In the late 1960s, resistance to the first generation of malaria drugs emerged in Southeast Asia. Is the danger still coming from this part of the world today?
The first cases of problematic resistance to mainstream antimalarial, such as chloroquine (Nivaquine), appeared at the border between Cambodia and Thailand. Subsequently, these resistances through parasites migrated to sub-Saharan Africa, greatly increasing mortality in the 1980s and 1990s. We do not want history to repeat itself! New drugs have been introduced, Artemisinin-based Combination Therapy (ACT), which are a combination of drugs between an active ingredient called artemisinin and older antimalarials. These are the basic treatment of malaria at the present time. The problem is that in Cambodia, we have observed in the parasites the development of resistance to both artemisinin and, more worryingly, to partner compounds. They are now multi-resistant parasites.
Against these multiresistant parasites, drugs are not enough or no longer effective?
The last used, dihydroartemisinin-piperaquine, showed treatment failure rates of about 60%, ie 60% of patients treated were not cured of malaria. For the moment, this resistance is characterized by late treatment failures - the symptoms reappear one month after the treatment. There is an effect on the parasite but it is not enough to eliminate it, which means that these medicines, we counted on to limit the prevalence of malaria, will no longer be effective enough.

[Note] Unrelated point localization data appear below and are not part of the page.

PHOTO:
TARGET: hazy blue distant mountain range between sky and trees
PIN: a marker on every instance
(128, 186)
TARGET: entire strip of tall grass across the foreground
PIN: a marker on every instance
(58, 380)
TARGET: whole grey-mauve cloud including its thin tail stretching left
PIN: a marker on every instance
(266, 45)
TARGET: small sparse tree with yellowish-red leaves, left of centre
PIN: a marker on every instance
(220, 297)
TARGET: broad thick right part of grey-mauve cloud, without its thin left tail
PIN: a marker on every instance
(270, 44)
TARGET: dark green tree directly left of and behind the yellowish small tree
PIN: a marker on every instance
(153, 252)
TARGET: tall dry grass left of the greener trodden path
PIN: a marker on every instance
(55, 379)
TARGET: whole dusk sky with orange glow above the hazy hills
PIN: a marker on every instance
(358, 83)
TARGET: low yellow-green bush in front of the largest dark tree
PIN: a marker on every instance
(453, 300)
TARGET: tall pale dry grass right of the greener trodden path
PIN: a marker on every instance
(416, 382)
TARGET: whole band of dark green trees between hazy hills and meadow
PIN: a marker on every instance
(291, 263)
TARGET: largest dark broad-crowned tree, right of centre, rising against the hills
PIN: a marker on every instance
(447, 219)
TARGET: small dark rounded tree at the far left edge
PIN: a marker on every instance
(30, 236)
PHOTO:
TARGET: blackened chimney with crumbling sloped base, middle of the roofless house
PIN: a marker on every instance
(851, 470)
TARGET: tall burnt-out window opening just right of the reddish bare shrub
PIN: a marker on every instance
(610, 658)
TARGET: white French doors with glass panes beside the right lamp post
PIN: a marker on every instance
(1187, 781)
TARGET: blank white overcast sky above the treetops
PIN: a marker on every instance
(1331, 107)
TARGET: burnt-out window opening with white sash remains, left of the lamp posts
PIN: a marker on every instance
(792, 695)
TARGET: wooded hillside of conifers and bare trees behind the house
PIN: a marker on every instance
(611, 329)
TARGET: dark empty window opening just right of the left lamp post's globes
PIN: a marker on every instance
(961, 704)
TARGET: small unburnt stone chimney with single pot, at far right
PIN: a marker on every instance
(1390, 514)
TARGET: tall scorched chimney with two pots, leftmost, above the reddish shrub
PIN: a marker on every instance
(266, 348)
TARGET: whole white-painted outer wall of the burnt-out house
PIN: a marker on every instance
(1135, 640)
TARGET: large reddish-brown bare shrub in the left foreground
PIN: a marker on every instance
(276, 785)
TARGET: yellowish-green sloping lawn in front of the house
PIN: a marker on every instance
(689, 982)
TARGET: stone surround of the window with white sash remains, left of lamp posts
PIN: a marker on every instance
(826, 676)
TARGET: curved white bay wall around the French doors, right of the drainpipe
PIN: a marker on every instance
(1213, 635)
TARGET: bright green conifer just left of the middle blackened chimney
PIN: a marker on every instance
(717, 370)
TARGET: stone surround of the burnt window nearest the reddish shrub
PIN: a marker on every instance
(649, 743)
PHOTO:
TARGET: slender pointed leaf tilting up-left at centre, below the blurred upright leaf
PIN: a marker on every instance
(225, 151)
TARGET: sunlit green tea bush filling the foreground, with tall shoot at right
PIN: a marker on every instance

Therefore, the challenge is twofold: to find therapeutic solutions to fight against these parasites and to monitor the potential migration of these resistant parasites to Africa, which would be catastrophic from the health point of view because of the much higher transmission rate.
How can the emergence of these resistances be followed?
The detection of resistances is primarily clinical, ie the first step is to identify if a treatment no longer works optimally. Once this problem is determined, it is important to have tools to quickly define the proportion of resistant parasites in a given area. One of our activities is to set up the molecular monitoring tools, ie we will determine by DNA analysis of the parasite which genetic modifications generate resistance, it can be a mutation in a gene or a gene that duplicates in the genome.
This is what we call a molecular resistance marker and once this tool is obtained, it is then possible to monitor the presence or absence of resistant parasites on thousands of samples.
What to do when you spot resistances?
It is still possible to "juggle" with the various ACTs: for example, in Cambodia DHA-piperaquine has been replaced by a combination of artesunate with mefloquine, which seems to be so far very active. But this may not last. This solution remains an emergency solution and the common pharmacological basis of ACTs will force us to turn to new compounds. This is also one of our activities for which we evaluate in vitro new antimalarials capable of acting against the multiresistant parasites of Cambodia.
Are there many new molecules in the pipeline, knowing that malaria is not a priority for pharmaceutical companies?
There are many, but the development of a new drug takes a long time. It is difficult to know how many will finally come to the market one day. Nevertheless, several pahrma company are currently investing and clinical trials of new drugs will be conducted soon in Asia.